22. The non-transitory computer-readable medium as in claim 19, further comprising:

receiving input operation requests for a test for the process;

receiving test output that includes output events resulting from a test for the process;

processing the input operation requests and output events with a machine learning model used as classifier to determine whether the input operation requests and output events represent valid behavior for inputs to the process; and

reporting whether the input operation requests and the test output are valid.

23. The non-transitory computer-readable medium as in claim 19, further comprising:

tracking API calls from the process to backend servers in communication with the process; and

processing the API calls with a machine learning model used as classifier to determine that the API calls represent valid behavior of the process.

24. The non-transitory computer-readable medium as in claim 19, further comprising:

tracking HTTP requests or server log writes from the process to backend servers in communication with the process; and

processing the HTTP requests or server log writes with a machine learning model used as classifier to determine that the API calls represent valid behavior of the process.

25. The non-transitory computer-readable medium as in claim 19, further comprising:

determining that a test failed; and

comparing updates in source code to developer or tester actions to determine that changes are intentional and are not defects.

26. The non-transitory computer-readable medium as in claim 19, further comprising analyzing visual images from the process to determine whether a test has passed.

27. The non-transitory computer-readable medium as in claim 26, further comprising analyzing at least one of: text, user interface controls, or images in a visual image of the process.

28. The non-transitory computer-readable medium as in claim 19, further comprising:

summarizing user stories or product requirements for a process using a deep neural network model to generate summarized product functionality;

converting visual output of the process to text to form a visual summary of the process; and

comparing the summarized product functionality with the visual summary to determine whether a test failure was intentional.

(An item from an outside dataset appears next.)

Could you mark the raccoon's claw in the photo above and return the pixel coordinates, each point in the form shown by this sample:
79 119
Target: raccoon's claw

29. The non-transitory computer-readable medium as in claim 19, further comprising:

tracking of text values or numerical values across a plurality of electronic pages or a plurality of data stores to identify data relationships to be maintained; and

verifying whether the data relationships were maintained using a test series executed by a test runner.

30. The non-transitory computer-readable medium as in claim 19, comprising:

identifying a failure of a test;

checking whether a failure of a test was due to an intentional change;

adapting the test when the change is identified as intentional change;

retrying the test; and

marking the test that failed in a retry as the test that failed due to an intentional change and the test was not able to be modified to fix the test.